We had been sailing since 9:00AM and the weather was more or less extreme. 25knots seemed to be on the low end of our wind spectrum that day, 40knots on the high end. The seas were whipped up the whole way. Our crossing of the Pailolo Channel, between Maui and Molokai was absolutely a white-knuckle ride. When needed, I found warmth and happiness by reflecting on the decision I had made that morning to keep the mizzen down and to begin the sail with a single reef in the main. I had the second reef in as soon as we were in the channel. With wind howling and waves stacking up, I kept a local friend’s words running through my head, “ you’ll be flying downwind until you hit Kaiwi, then it will be a little sloppy, expect combers to try and hang out with you”. Kaiwi, the channel between Molokai and Oahu, was still ahead. I was not looking forward to part 2 of our trip. As we sailed past Molokai, the wind and the waves did not subside in the lee until we were nearly 90 percent of the way past the shoreline of the island. It was beginning to seem that we would get any break at all. Finally, we had some reprieve in our final few miles of Molokai coastline; time to use the head, eat and prepare for what was to come. I also found time to throw a fishing line out. 

As we cleared Laau Point, the South West end of Molokai, the wind picked back up and the swell was indeed confused. Luckily, however, the wind was a bit closer to what had been predicted that day, remaining relatively steady around 26 knots and gusting to the low 30s. As we sailed over Penguin Banks, about a quarter of the way through the channel crossing, we had a strike! While rising and falling through the swell, I pulled in a nice personal sized Mahi, the perfect amount of fish to feed me for a couple of days. That’s all I needed. I threw the line back in the water just to get it untangled. Before I could get the line out, we had another hit! This time a much larger Mahi. With the first fish on the cockpit sole, I hauled in our second catch. Enough was enough, now we were going to have dinner guests when we got to Honolulu. I unhooked the fish, our hand line now a tangled mess, and threw the lure back overboard to begin untangling. We had the line almost completely clear when “pop!”, another hit. Kiera began to pull it in, trying to keep the line from tangling. The fish fell off, just a spook. Not 10 seconds later… “pop!” fish on again! We pulled in a small tuna. We got the fish in the boat, got the line totally untangled and wrapped it up ASAP! 

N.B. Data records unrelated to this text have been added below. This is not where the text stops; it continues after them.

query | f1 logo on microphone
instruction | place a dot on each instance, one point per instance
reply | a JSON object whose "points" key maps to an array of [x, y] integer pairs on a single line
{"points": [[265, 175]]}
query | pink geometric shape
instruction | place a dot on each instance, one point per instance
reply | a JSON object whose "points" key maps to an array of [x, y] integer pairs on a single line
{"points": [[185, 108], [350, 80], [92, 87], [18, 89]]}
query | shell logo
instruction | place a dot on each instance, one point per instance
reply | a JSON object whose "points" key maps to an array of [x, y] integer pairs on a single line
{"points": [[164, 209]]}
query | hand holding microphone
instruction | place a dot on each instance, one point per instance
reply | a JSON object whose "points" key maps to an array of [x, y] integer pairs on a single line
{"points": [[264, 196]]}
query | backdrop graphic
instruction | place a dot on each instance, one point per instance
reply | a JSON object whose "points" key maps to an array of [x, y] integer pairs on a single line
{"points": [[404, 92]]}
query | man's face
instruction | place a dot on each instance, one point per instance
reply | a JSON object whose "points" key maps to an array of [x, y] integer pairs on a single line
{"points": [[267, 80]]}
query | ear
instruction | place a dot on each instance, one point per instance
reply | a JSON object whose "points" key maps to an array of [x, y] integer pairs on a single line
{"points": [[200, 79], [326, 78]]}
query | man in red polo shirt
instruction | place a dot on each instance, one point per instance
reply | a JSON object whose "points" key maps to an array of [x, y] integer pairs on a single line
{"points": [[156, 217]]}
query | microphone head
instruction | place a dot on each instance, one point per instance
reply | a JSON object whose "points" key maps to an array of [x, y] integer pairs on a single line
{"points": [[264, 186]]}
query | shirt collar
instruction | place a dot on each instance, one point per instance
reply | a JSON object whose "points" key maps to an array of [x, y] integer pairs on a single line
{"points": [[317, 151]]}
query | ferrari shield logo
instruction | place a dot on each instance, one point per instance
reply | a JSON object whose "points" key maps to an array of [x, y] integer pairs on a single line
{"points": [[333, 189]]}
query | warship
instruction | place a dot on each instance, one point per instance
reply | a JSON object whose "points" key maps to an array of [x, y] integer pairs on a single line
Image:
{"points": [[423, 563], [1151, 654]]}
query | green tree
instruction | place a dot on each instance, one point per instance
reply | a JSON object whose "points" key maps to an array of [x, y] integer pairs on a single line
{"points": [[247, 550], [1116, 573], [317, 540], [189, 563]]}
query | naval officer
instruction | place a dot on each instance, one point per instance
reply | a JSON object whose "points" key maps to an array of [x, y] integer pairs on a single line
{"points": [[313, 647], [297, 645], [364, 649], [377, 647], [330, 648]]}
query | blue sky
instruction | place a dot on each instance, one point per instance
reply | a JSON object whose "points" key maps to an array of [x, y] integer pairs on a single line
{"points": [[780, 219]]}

By now I have three bloody fish in the cockpit. We’re sailing at 7.5 knots to 10kts as we surf down following seas off our starboard quarter. The wind is blowing, we’re rocking around with the occasional wave spraying us down with salt water. I spent nearly the entire remainder of the channel crossing bent over with my head down by my hands and feet in the cockpit; a knife, bucket, cutting board and three bloody fish sliding around down there with me. Kiera, who was holding up remarkably well, kept a foot on my shoulder, keeping me from tumbling forward when the waves came. Cut after cut, I finally got all three fish cleaned up and bagged.

By the time I finished cleaning the fish and scrubbing the blood, skin and juices from the boat, I was exhausted. We were laughing at the ridiculousness of it all. What a whirlwind! Diamond Head was coming up quickly now. I knew that as soon as we passed the Head, we would be allowed to unwind and decompress. We were both cold, wet and ready to be in harbor.  At roughly 20:00 our sails were down and we were passing through the channel into Honolulu…12 hours. 40knots. 3 fish. 2 wet and tired sailors dreaming of all things dry, warm and calm.